Two of the most pervasive representations are the creation of zombies and the use of voodoo dolls. In Haitian folklore, a zombie (Haitian French: zombi, zonbi) is an animated corpse raised by magical means, such as witchcraft. The concept has been popularly associated with the religion of voodoo, but it plays no part in that faith's formal practices. Filmmaker George A. Romero, who was influential in the development of the zombie film genre, initially believed that "zombies" corresponded to the undead slaves of Haitian voodoo as depicted in White Zombie. The term Voodoo doll commonly describes an effigy into which pins are inserted. Such practices are found in various forms in the magical traditions of many cultures around the world. Although the use of the term Voodoo implies that the practice is linked to Haitian Vodou or Louisiana Voodoo, the voodoo doll is not prominent in either. The link between this magical practice and Voodoo was established through the presentation of the latter in Western popular culture, enduring the first half of the 20th century. In this, the myth of this magical practice being closely linked to Voodoo and Vodou was promoted as part of the wider negative depictions of blacks and Afro-Caribbean religious practices in the United States. In John Houston Craige's 1933 book Black Bagdad: The Arabian Nights Adventures of a Marine Captain in Haiti, he described a Haitian prisoner sticking pins into an effigy to induce illness. Its use also appeared in film representations of Haitian Vodou such as Halperin's White Zombie, and Tourneur's I Walked with a Zombie. Voodoo dolls are also featured in the films Lisztomania and Indiana Jones and the Temple of Doom, though the latter is in connection with a fictionalized Indian Thuggee religion entirely unrelated to Voodoo.

By the early 21st century, the image of the voodoo doll had become particularly pervasive. It had become a novelty item available for purchase, with examples being provided in vending machines in British shopping centres, and an article on "How to Make a Voodoo Doll" being included on WikiHow. A voodoo doll had also been included in the 2009 animated Disney movie, The Princess and the Frog, as well as the 2011 live-action Disney movie Pirates of the Caribbean: On Stranger Tides.

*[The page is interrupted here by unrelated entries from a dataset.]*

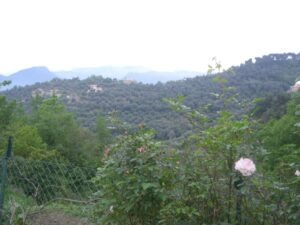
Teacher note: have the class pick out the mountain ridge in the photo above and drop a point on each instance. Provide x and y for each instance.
(138, 103)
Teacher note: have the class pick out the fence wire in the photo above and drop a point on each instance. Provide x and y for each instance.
(45, 182)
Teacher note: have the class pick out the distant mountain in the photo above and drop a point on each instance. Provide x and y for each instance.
(138, 103)
(105, 71)
(153, 77)
(138, 74)
(28, 76)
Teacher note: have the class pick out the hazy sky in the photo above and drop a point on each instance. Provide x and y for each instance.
(159, 34)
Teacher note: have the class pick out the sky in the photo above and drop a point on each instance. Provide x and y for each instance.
(164, 35)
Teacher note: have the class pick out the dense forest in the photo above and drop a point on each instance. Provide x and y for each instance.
(137, 103)
(225, 148)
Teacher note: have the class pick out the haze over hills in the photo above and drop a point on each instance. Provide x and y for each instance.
(138, 74)
(142, 103)
(28, 77)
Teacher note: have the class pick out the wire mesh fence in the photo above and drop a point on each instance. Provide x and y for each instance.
(45, 181)
(38, 183)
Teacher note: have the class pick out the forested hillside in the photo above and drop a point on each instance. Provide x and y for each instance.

==Closer representations==
More accurate representations of Voodoo occur in connection with the popular culture of regions where Voodoo is actually practiced. Humanity's relationship with spirits known as lwa has been a recurring theme in Haitian art, and the Vodou pantheon was a major topic for the mid-20th century artists of the "Haitian Renaissance." Art collectors began to take an interest in Vodou ritual paraphernalia in the late 1950s, and by the 1970s an established market for this material had emerged, with some material being commodified for sale abroad. Exhibits of Vodou ritual material have been displayed abroad; the Fowler Museum's exhibit on "Sacred Arts of Haitian Vodou" for instance traveled the U.S. for three years in the 1990s. Vodou has appeared in Haitian literature, and has also influenced Haitian music, as with the rock band Boukman Eksperyans, while theatre troupes have performed simulated Vodou rituals for audiences outside Haiti. Documentaries focusing on Vodou have appeared—such as Maya Deren's 1985 film Divine Horsemen or Anne Lescot and Laurence Magloire's 2002 work Of Men and Gods—which have in turn encouraged some viewers to take a practical interest in the religion.

== Misconceptions ==
Modern day Voodoo is usually associated with Satanism and witchcraft. This is because of how voodoo is presented in media and pop culture. In pop culture, Voodoo is often portrayed as "black magic" and placing "hexes". Along with witchcraft, Vodou is commonly connected with harm and animal sacrifice, the main use for Vodou is healing. Haitian Vodou focuses on healing by attempting to expel evil spirits from within the body.